Por alguns instantes que quase achei que história se tornaria mais um romance sem graça daqueles que da voltas e voltas para apenas retomar um caso de amor. Mas não, as páginas dedicadas aos encontros entre Wil e Caroline são necessárias para dar um fôlego ao leitor. Dessa forma a autora vai mostrando como as violências acontecem e estão presentes em nossos cotidianos e não as percebemos, ou o quanto elas nos ferem também e ainda mais quando não sabemos o que fazer, como agir para ajudar aquelas que sofrem com essas violências.
Em meio as cenas de cotidiano a autora vai introduzindo relatos de violências que as mulheres sofrem, e o quanto escondem esses fatos e que não é fácil encarar a verdade sobre isso. Quando a amiga de Caroline morre e lhe deixa duas crianças, ela percebe que as coisas podem ser mais complicadas que parecem. Então, Caroline decide criar o clube de costura dos corações remendados. É o que lhe dá forças para recomeçar e sentido a sua vida, agora como mãe, já que adota as duas crianças.
Uma das faces mais lindas desse livro, é justamente o clube de costurado criado como meio para que mulheres vitimas de violência possam encontrar ajuda, segurança e recomeçar suas vidas. Mais que isso, mulher ajudando mulher. Um livro que mostra a forma de uma mulher e o poder inabalável de mulheres que se ajudam uma as outras.

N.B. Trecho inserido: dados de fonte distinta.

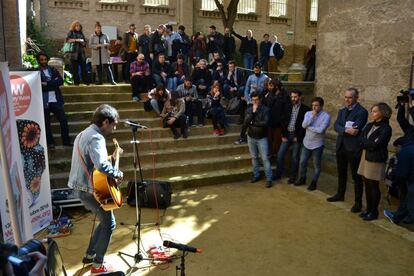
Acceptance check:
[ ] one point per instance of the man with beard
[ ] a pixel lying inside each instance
(90, 153)
(52, 100)
(292, 136)
(140, 77)
(255, 83)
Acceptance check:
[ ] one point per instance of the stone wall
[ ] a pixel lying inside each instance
(10, 43)
(365, 44)
(58, 15)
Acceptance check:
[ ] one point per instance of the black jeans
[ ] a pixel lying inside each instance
(130, 57)
(179, 123)
(372, 195)
(406, 207)
(100, 69)
(343, 158)
(59, 112)
(140, 84)
(218, 117)
(194, 108)
(75, 72)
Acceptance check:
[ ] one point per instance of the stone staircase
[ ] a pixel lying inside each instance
(201, 159)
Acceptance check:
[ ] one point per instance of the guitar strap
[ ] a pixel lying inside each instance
(83, 162)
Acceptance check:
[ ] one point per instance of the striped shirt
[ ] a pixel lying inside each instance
(293, 117)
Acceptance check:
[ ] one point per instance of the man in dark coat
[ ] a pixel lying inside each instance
(349, 123)
(292, 136)
(52, 100)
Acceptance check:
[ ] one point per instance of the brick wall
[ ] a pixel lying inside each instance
(366, 44)
(11, 52)
(59, 14)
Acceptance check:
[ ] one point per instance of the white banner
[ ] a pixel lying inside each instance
(17, 216)
(28, 107)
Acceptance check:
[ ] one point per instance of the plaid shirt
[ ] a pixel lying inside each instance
(143, 67)
(293, 117)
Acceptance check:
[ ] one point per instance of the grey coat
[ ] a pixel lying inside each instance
(93, 43)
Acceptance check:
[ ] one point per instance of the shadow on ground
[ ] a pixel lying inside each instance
(246, 229)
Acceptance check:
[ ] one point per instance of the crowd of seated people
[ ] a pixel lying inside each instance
(197, 77)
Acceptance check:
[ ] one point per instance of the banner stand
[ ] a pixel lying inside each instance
(11, 203)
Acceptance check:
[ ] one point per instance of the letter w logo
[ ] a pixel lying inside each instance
(17, 89)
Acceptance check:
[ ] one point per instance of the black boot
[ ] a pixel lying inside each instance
(175, 133)
(312, 186)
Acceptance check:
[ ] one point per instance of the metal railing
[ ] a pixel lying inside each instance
(246, 6)
(277, 8)
(209, 5)
(156, 3)
(314, 11)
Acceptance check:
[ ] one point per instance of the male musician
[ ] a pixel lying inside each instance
(89, 153)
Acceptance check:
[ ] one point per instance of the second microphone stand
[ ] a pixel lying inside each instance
(138, 187)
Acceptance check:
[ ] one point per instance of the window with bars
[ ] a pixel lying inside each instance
(246, 6)
(314, 11)
(113, 1)
(277, 8)
(209, 5)
(156, 3)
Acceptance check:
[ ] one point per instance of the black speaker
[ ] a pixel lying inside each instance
(151, 194)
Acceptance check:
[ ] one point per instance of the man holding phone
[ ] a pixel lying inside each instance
(349, 123)
(315, 122)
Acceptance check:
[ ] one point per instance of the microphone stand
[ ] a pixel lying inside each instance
(137, 232)
(181, 268)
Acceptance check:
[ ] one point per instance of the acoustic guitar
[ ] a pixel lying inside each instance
(106, 187)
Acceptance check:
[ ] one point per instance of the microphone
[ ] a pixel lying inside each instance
(134, 124)
(182, 247)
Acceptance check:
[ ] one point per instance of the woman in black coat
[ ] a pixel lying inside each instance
(78, 56)
(374, 141)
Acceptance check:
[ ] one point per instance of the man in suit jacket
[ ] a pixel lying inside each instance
(131, 47)
(52, 100)
(292, 136)
(349, 123)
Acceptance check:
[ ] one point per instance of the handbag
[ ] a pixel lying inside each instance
(233, 107)
(68, 47)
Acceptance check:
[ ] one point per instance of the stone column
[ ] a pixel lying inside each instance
(10, 46)
(186, 11)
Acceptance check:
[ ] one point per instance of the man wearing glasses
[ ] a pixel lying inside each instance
(256, 121)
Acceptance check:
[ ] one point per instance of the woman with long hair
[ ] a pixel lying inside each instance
(374, 141)
(216, 110)
(158, 96)
(78, 56)
(101, 60)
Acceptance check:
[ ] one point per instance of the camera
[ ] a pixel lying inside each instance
(17, 257)
(404, 96)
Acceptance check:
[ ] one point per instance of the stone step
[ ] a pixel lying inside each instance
(150, 120)
(156, 132)
(106, 88)
(85, 106)
(173, 170)
(59, 165)
(160, 144)
(98, 96)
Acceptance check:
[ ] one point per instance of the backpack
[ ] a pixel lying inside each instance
(279, 51)
(234, 105)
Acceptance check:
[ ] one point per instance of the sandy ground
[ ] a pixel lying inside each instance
(246, 229)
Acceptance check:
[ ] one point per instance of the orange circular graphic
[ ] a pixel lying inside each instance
(22, 96)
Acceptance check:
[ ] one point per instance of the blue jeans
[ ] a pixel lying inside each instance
(284, 147)
(260, 147)
(168, 83)
(248, 61)
(155, 106)
(175, 82)
(103, 231)
(228, 95)
(305, 155)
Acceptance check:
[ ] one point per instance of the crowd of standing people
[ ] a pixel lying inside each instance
(187, 77)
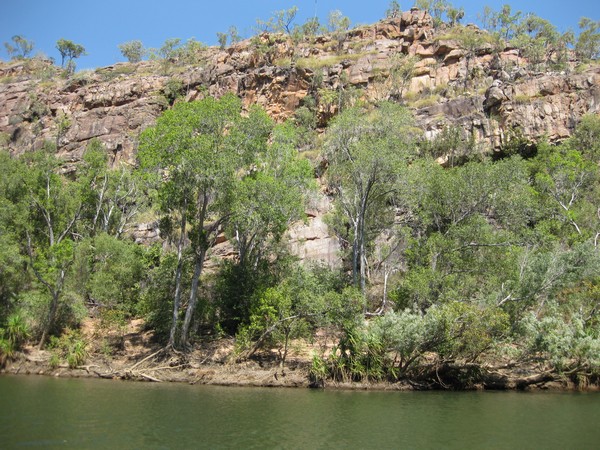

Romance, dores, corações partidos, separações, perdas, recomeços, maturidade, e o poder de uma irmandade feminina estão aí, com uma sensibilidade e honestidade incríveis somadas a linguagem literária que cura e dá esperança. Esse livro é biblioterapêutico do início ao fim e me lembrou a moça tecelã (quem não leu corra para ler, as duas coisas).